Reducing falls in acute medical settings: a Total Quality Management approach

This abstract has open access
Abstract Description
Abstract ID :
HAC872
Submission Type
Authors (including presenting author) :
Yip CK(1), Fong MK(1), Chan WMJ(1), Yeung CHJ(1), Chiu HF(1)
Affiliation :
(1)Department of Medicine, Queen Mary Hospital
Introduction :
Falls, especially in elderly patients, are the commonest clinical incident in hospitals, in particular acute medical settings. Disease complexity, congested environment with high bed occupancy, high patient to nurse ratio, polypharmacy as well as aging-related functional and cognitive impairment are the main contributing factors. An acute ward with the highest fall rate, 2.7 and 1.84 per BDO (bed-day-occupied) for 1Q and 2Q2018 (Mean: 2.265), in the Department of Medicine of QMH was selected for implementing a fall reduction program under Total Quality Management (TQM) approach.
Objectives :
This program aimed at (1) reducing the fall rate on a continuous improvement basis through the TQM implementation, (2) increasing the staff alertness at all level in prevention of fall.
Methodology :
New measures were implemented since 3Q2018 through different TQM dimensions.

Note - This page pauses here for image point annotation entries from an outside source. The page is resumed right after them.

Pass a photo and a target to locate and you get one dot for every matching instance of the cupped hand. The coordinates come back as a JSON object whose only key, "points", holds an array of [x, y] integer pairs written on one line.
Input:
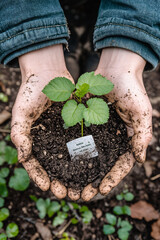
{"points": [[124, 68], [37, 69]]}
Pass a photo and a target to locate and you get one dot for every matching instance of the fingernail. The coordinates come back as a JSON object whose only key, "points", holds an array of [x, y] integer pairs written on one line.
{"points": [[140, 156]]}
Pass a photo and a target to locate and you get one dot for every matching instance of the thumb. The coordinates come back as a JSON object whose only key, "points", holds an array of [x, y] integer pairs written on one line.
{"points": [[142, 125]]}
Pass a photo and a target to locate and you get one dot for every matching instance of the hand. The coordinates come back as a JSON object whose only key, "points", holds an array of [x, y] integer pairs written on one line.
{"points": [[124, 68], [37, 69]]}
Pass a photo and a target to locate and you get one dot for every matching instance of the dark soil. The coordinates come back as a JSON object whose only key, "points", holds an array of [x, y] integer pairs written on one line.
{"points": [[49, 147]]}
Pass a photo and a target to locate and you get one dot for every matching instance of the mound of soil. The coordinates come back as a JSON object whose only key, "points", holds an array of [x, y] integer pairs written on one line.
{"points": [[49, 147]]}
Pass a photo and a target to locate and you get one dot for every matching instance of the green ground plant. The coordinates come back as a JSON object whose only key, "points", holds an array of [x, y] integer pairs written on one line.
{"points": [[17, 180], [75, 111], [117, 224], [59, 211]]}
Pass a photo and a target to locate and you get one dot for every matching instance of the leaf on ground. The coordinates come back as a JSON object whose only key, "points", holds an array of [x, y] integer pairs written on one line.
{"points": [[142, 209], [44, 231], [148, 167], [156, 230], [4, 116]]}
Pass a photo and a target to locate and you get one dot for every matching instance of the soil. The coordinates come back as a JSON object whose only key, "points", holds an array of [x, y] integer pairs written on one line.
{"points": [[49, 147], [140, 181]]}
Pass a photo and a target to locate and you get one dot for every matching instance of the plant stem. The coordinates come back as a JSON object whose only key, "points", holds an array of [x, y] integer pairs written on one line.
{"points": [[82, 127]]}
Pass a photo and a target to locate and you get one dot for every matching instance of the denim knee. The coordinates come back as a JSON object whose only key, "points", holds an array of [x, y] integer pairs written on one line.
{"points": [[132, 25]]}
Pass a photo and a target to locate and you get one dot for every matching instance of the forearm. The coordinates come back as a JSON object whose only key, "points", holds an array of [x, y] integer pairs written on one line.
{"points": [[30, 25]]}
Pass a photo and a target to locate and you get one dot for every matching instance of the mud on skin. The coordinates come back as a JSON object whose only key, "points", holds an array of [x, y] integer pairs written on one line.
{"points": [[49, 147]]}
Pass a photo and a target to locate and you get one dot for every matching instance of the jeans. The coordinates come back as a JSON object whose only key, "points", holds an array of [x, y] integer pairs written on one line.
{"points": [[29, 25]]}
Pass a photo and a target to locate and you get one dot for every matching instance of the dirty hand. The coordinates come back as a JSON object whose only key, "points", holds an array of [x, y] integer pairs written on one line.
{"points": [[37, 69], [124, 68]]}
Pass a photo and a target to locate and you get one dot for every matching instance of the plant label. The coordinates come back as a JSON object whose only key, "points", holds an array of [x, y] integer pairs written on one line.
{"points": [[82, 146]]}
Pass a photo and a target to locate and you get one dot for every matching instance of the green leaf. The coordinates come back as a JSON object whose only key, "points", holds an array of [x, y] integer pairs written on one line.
{"points": [[83, 208], [3, 236], [12, 230], [1, 202], [87, 216], [65, 208], [82, 90], [97, 111], [4, 172], [98, 84], [119, 197], [53, 208], [118, 210], [11, 155], [1, 225], [2, 147], [41, 206], [126, 210], [58, 220], [72, 113], [20, 181], [2, 152], [128, 196], [75, 205], [3, 97], [48, 202], [123, 234], [4, 213], [63, 203], [62, 214], [74, 220], [108, 229], [3, 188], [111, 219], [126, 225], [33, 198], [119, 222], [8, 138], [2, 160], [59, 89], [87, 124], [65, 234]]}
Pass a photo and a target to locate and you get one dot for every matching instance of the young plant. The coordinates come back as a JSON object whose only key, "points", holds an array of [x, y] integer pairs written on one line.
{"points": [[116, 223], [126, 195], [61, 211], [123, 226], [74, 111]]}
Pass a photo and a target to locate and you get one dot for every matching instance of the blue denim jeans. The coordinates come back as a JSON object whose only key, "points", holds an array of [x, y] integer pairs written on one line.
{"points": [[29, 25]]}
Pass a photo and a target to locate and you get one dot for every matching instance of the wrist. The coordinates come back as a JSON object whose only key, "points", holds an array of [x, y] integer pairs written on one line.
{"points": [[121, 61], [48, 59]]}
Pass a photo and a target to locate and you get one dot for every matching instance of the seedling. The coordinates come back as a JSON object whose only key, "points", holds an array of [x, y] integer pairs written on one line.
{"points": [[59, 211], [115, 222], [123, 227], [126, 195], [75, 111]]}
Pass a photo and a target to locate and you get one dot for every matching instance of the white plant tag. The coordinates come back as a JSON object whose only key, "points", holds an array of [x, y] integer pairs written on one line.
{"points": [[83, 145]]}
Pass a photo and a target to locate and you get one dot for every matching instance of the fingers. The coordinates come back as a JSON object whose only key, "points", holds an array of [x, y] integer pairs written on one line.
{"points": [[142, 126], [37, 173], [58, 189], [88, 193], [117, 173], [73, 194]]}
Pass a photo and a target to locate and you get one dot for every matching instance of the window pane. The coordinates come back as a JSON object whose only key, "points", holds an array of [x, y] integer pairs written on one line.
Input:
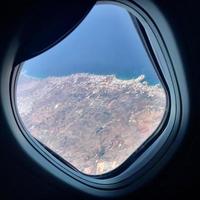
{"points": [[94, 98]]}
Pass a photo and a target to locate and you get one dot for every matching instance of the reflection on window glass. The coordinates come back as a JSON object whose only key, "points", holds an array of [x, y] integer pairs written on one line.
{"points": [[94, 98]]}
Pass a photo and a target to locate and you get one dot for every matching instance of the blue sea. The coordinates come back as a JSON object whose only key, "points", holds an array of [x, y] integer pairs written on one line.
{"points": [[105, 43]]}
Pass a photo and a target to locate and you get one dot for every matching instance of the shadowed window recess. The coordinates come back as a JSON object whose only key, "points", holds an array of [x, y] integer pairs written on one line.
{"points": [[95, 97]]}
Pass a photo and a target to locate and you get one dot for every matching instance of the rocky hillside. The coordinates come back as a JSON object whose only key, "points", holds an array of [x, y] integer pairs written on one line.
{"points": [[94, 122]]}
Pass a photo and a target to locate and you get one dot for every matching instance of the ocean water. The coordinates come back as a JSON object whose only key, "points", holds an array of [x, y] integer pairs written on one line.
{"points": [[105, 43]]}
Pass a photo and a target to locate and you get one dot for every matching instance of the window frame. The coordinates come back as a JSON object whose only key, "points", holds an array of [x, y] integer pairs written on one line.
{"points": [[146, 165]]}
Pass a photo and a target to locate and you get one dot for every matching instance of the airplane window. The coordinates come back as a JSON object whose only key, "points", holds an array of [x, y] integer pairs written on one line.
{"points": [[95, 98]]}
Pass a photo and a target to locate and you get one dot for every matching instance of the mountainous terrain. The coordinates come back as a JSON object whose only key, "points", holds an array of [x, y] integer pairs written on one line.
{"points": [[94, 122]]}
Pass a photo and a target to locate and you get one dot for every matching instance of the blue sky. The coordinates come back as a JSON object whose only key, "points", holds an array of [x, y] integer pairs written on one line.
{"points": [[106, 42]]}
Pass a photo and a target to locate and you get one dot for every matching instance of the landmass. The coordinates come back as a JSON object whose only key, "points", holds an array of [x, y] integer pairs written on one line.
{"points": [[94, 122]]}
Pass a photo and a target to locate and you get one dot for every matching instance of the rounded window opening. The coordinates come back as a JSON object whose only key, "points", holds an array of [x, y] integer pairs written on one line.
{"points": [[95, 98]]}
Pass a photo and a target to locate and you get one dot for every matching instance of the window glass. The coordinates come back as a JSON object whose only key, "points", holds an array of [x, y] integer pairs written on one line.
{"points": [[95, 97]]}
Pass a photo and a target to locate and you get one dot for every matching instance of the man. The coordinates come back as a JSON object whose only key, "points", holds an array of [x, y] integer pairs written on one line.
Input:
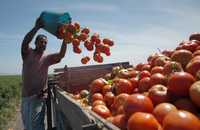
{"points": [[34, 76]]}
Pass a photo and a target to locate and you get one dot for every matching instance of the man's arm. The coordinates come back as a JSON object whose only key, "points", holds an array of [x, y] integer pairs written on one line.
{"points": [[29, 37], [56, 57]]}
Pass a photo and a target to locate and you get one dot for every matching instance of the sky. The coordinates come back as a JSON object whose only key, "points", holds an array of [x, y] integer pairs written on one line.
{"points": [[138, 28]]}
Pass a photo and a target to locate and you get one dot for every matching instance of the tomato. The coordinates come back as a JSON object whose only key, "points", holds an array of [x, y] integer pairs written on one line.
{"points": [[158, 94], [97, 85], [186, 104], [71, 28], [196, 53], [102, 110], [158, 78], [137, 103], [146, 67], [161, 110], [144, 73], [108, 42], [134, 82], [142, 121], [88, 45], [139, 66], [75, 42], [76, 49], [123, 86], [96, 96], [107, 88], [172, 67], [85, 30], [120, 121], [195, 93], [157, 69], [193, 66], [94, 37], [83, 36], [181, 120], [98, 102], [161, 60], [120, 100], [195, 36], [109, 98], [182, 56], [167, 53], [180, 82], [77, 26], [85, 60], [144, 84]]}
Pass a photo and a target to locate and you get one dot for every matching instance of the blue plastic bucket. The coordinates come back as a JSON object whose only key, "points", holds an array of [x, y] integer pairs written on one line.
{"points": [[53, 20]]}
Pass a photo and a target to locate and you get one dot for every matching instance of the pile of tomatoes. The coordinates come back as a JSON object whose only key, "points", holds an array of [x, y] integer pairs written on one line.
{"points": [[161, 94], [73, 33]]}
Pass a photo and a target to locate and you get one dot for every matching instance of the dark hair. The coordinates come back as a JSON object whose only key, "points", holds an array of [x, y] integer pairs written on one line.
{"points": [[39, 37]]}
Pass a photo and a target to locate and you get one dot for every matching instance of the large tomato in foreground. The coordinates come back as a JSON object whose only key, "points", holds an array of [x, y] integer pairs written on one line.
{"points": [[137, 103], [181, 120], [161, 110], [179, 83], [123, 86], [142, 121], [195, 93], [97, 85], [102, 110]]}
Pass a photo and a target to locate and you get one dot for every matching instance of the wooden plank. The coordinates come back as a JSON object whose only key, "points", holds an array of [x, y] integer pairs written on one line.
{"points": [[77, 116], [75, 78]]}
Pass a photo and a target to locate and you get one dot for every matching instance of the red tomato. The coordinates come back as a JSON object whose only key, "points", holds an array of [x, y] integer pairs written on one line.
{"points": [[77, 26], [158, 94], [120, 121], [120, 100], [146, 67], [179, 83], [181, 120], [134, 82], [186, 104], [172, 67], [96, 96], [108, 42], [85, 60], [85, 30], [144, 84], [75, 42], [195, 36], [98, 102], [144, 73], [109, 98], [123, 86], [137, 103], [193, 66], [161, 110], [157, 69], [107, 88], [76, 49], [182, 56], [102, 110], [97, 85], [195, 93], [158, 78], [142, 121]]}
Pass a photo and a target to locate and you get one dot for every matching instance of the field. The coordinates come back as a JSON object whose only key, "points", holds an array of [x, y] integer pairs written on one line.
{"points": [[10, 87]]}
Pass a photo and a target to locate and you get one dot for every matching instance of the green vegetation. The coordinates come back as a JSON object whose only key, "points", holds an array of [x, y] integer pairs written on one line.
{"points": [[10, 88]]}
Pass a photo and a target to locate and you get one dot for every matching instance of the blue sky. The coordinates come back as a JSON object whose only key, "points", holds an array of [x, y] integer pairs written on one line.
{"points": [[138, 27]]}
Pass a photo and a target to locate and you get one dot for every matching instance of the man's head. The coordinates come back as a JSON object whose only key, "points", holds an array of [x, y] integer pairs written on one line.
{"points": [[41, 43]]}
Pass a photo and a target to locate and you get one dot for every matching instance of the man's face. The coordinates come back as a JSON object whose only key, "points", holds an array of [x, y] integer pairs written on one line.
{"points": [[41, 44]]}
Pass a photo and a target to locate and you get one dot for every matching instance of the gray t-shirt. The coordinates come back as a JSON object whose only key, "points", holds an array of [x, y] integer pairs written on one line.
{"points": [[35, 72]]}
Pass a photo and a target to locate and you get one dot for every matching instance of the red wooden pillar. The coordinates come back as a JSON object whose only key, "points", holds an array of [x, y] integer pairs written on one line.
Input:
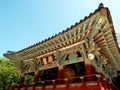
{"points": [[25, 88], [21, 82], [43, 86], [35, 79], [88, 69], [54, 85], [83, 83], [60, 73], [105, 85], [67, 84], [99, 81]]}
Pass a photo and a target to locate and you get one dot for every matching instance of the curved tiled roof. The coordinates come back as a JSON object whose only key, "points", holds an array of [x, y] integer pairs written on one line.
{"points": [[72, 26]]}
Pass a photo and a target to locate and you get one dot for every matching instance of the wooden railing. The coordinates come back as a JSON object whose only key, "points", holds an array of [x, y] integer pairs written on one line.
{"points": [[82, 82]]}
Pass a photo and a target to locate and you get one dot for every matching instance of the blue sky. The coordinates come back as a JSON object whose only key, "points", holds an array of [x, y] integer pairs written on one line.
{"points": [[26, 22]]}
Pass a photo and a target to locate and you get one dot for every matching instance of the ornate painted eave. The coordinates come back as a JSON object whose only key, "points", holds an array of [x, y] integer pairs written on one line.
{"points": [[98, 25]]}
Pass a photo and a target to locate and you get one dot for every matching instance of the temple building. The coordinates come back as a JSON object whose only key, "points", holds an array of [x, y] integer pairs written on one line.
{"points": [[85, 56]]}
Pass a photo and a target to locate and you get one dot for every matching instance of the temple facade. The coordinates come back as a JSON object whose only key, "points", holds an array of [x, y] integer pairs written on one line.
{"points": [[85, 56]]}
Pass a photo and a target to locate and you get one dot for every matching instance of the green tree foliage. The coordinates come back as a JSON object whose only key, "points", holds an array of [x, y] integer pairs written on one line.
{"points": [[9, 75], [28, 79]]}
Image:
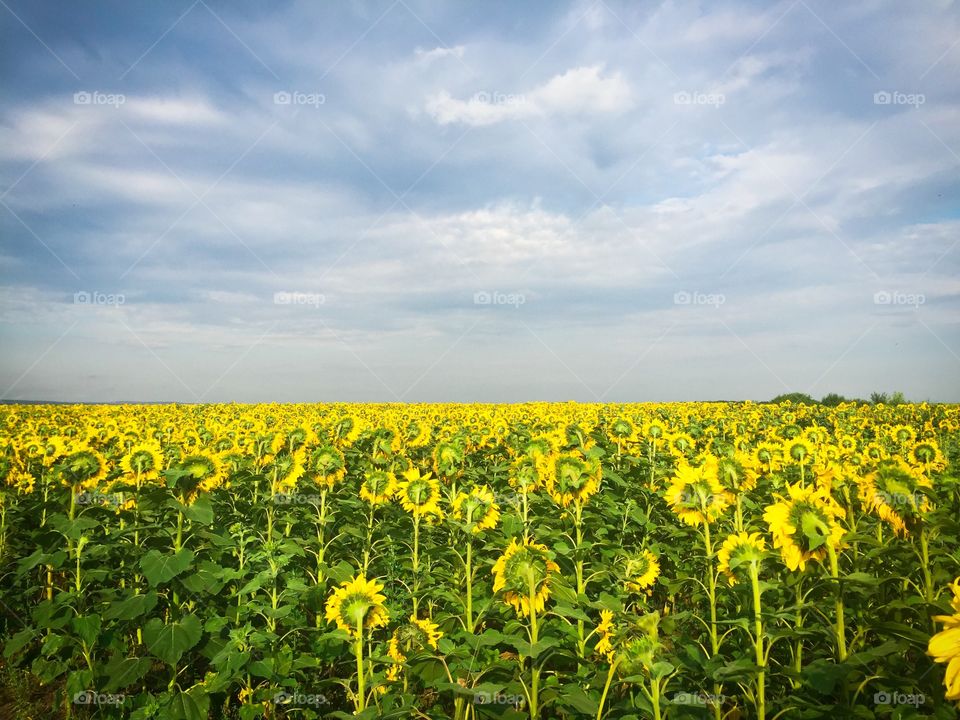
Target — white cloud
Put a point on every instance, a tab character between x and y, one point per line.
581	90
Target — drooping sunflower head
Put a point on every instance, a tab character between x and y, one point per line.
83	466
200	472
803	524
944	647
902	434
418	634
477	509
695	493
524	569
634	639
286	469
419	494
738	552
357	603
144	461
573	478
326	465
448	458
894	493
640	572
927	454
798	450
378	487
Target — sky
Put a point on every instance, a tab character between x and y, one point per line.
418	201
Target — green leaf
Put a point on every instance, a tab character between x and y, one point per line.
201	511
18	642
123	672
194	704
88	628
132	607
159	568
169	641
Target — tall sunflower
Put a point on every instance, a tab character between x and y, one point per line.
803	524
520	565
477	508
695	493
944	647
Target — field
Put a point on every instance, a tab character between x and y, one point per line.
476	561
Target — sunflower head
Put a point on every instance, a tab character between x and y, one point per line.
573	478
640	572
695	493
631	638
378	487
738	552
477	509
894	492
944	647
803	524
326	465
357	603
200	472
420	494
83	467
524	567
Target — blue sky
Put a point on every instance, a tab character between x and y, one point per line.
425	201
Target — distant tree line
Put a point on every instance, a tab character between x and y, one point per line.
834	399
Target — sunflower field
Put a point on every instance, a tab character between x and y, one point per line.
542	560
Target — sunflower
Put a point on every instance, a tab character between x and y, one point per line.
640	572
203	472
695	493
419	494
286	469
520	565
944	647
894	492
803	524
738	550
527	473
605	630
83	467
631	638
378	487
357	603
798	450
902	434
926	454
326	465
573	478
478	508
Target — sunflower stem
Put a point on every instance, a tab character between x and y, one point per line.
534	636
361	680
606	686
840	628
758	641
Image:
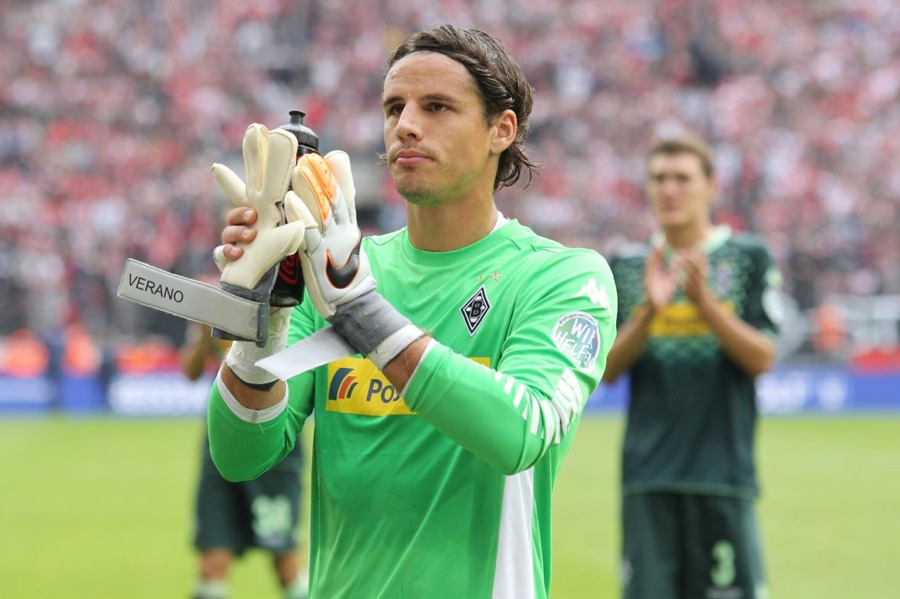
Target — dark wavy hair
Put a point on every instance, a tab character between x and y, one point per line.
500	80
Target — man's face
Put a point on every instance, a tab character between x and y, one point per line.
439	145
679	190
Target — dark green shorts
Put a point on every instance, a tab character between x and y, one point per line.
263	512
681	546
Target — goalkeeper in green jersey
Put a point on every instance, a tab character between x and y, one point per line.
475	343
698	315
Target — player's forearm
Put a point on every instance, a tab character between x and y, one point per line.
749	348
399	370
245	443
630	341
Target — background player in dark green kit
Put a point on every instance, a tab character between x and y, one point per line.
698	314
233	517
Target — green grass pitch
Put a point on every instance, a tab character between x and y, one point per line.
101	507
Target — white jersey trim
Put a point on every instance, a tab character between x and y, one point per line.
514	570
245	413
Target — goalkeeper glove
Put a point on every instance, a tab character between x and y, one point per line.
268	159
335	266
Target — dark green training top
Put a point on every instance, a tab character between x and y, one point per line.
692	412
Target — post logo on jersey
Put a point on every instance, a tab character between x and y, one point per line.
356	386
476	309
577	335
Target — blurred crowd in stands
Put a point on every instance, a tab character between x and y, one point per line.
111	113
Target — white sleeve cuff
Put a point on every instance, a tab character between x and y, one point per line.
245	413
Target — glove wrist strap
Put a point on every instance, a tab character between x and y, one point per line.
374	328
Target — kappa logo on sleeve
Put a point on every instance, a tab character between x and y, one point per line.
577	336
595	293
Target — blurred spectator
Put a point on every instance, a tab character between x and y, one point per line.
111	113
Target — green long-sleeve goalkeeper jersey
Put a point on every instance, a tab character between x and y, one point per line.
444	491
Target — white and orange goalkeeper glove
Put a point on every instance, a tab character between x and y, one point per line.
269	157
335	267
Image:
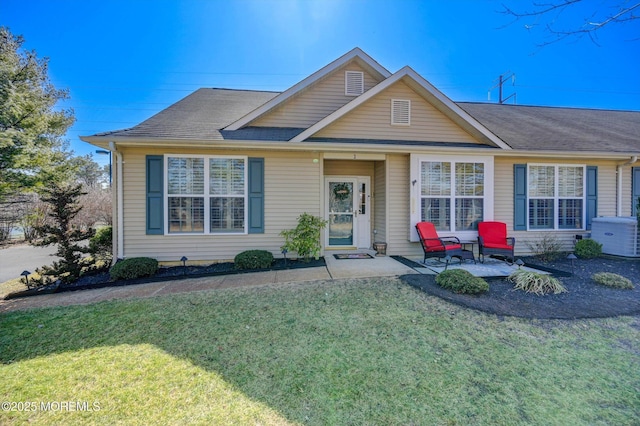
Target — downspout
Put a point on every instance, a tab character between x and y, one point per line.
619	194
119	202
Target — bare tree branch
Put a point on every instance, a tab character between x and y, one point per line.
623	12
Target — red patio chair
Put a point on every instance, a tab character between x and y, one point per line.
435	246
492	239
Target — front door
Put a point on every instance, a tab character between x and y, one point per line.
348	206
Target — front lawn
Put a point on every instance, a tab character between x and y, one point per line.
362	351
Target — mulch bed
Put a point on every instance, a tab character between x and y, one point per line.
102	279
585	298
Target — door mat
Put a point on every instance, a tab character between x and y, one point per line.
353	256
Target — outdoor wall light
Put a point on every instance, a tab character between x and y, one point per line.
572	257
26	274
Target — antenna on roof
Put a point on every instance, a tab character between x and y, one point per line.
501	80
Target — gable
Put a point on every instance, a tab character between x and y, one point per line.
372	120
316	101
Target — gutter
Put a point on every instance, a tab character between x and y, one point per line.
118	200
619	174
384	148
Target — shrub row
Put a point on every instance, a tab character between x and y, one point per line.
134	267
461	281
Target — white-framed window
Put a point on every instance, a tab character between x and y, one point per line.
205	194
353	83
401	112
453	192
556	196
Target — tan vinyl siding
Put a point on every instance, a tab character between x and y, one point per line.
348	168
288	177
398	213
372	120
627	188
315	102
503	206
379	197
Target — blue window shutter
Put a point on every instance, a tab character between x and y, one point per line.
520	197
635	189
155	195
592	194
256	196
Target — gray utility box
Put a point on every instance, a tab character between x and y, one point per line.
618	235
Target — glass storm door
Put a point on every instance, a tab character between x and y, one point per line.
348	212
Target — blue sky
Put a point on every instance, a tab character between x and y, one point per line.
123	61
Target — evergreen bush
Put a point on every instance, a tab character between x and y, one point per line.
253	259
588	249
134	267
102	241
461	281
304	239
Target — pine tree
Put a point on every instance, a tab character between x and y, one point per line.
63	200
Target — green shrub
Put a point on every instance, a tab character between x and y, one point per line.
134	267
588	249
253	259
534	282
461	281
101	242
612	280
547	248
304	239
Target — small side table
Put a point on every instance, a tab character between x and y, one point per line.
466	253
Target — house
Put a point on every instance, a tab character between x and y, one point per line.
373	152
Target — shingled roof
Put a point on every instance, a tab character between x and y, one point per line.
203	114
559	129
199	116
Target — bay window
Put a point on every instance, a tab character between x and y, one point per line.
556	196
453	193
206	194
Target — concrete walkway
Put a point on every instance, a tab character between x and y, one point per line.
335	269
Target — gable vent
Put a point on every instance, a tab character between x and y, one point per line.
353	83
401	112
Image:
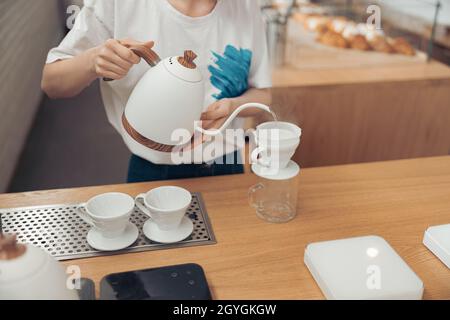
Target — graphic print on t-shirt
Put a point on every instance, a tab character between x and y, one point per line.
230	75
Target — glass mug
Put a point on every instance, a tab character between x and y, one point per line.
275	201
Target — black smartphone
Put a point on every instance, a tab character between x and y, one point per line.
181	282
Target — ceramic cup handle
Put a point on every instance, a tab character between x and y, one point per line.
252	194
255	159
82	213
141	204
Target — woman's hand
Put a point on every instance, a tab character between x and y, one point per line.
216	114
113	60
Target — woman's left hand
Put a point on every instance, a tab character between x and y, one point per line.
213	118
216	114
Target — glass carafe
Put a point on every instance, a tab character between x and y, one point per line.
275	196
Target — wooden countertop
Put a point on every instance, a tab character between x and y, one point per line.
290	76
253	259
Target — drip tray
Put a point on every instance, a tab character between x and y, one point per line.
58	230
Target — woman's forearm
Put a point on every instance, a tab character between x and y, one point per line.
263	96
113	59
67	78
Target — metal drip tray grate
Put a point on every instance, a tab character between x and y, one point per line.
58	230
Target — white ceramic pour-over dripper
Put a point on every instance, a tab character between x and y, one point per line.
232	117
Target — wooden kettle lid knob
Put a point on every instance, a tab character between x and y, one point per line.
188	59
9	248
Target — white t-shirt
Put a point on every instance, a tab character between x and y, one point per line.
234	28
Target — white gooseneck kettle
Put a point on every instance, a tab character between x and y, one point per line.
29	273
168	97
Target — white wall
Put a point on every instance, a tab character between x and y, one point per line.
28	29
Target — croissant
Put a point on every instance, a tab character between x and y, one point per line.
402	46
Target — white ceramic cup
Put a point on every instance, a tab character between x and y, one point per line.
109	213
276	144
166	206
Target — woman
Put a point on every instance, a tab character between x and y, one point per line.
227	35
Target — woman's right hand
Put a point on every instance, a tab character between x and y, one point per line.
113	60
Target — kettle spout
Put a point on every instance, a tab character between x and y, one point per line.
232	117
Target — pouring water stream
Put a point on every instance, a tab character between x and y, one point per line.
234	115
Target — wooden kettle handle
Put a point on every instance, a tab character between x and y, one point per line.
142	51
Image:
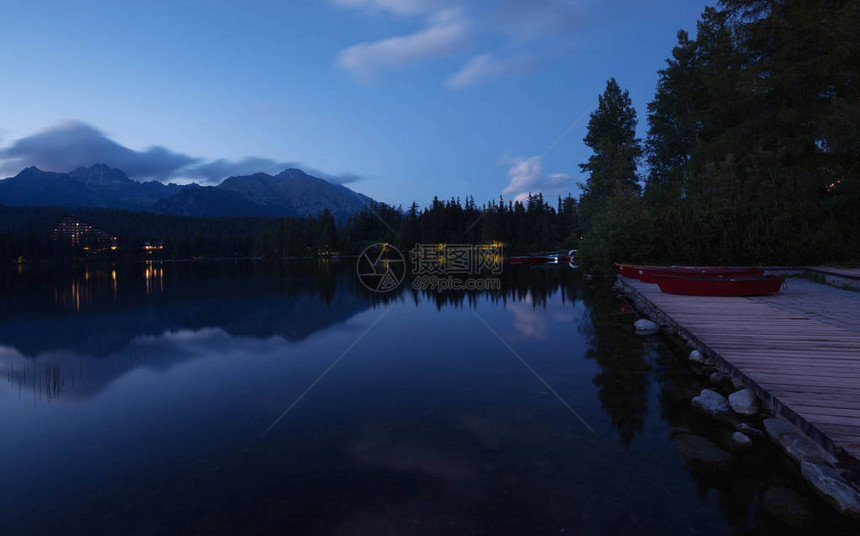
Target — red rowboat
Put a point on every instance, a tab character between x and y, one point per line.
627	270
648	274
719	286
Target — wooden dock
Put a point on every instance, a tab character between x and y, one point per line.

The first dimension was ‘Leadership’. Fall cases were reviewed in the weekly departmental ward manager meeting, improvement measures were implemented accordingly. Furthermore, an ad-hoc improvement visit was held by the HKWC Quality & safety team (Q&S) in September, direct discussion between Top management and frontlines regarding the fall issues were conducted with improvement measures followed. The second dimension was ‘Customer focus’. A newly modified fall risk assessment & care plan form by the Q&S team was implemented in September with prior consultation and training were organized. Ward supervisors would monitor the compliance and effectiveness of measures daily. For ‘Employees’ participation’, fall prevention workshops organized by cluster were allocated to colleagues. Also, after reviewing all the incidents in the 1Q and 2Q, meetings with colleagues were held to identify the root causes and solutions based on the collected data. Besides, fall prevention was added to the ward orientation for all new comers and students for clinical practicum since July. At the same time, to enhance the staff alertness, monthly scoreboard of fall was developed and an eye-catching anti-fall poster was posted at the center of ward. For ‘Process Management’, potty and napkin rounds were rearranged before meal as the peak fall incidence took place at 1100-1200hrs & 1700-1800hrs due to toileting. Lastly for ‘Strategic material management’, apart from ensuring all restraining equipment were adequate and in function, wireless call bells for patients on folding beds and extra alarm mattresses were also introduced with appropriate training provided to staff.
Result & Outcome :
The fall rate of the ward was dropped to 0.69 and 1.06 per BDO (Mean: 0.875) in 3Q and 4Q2018 respectively. On half year basis, it was dropped significantly from 2.265 to 0.875 per BDO which was 61.4% reduction! In addition, a fall preventing culture was cultivated after the program. Therefore, the program would be sustained for continuous service improvement.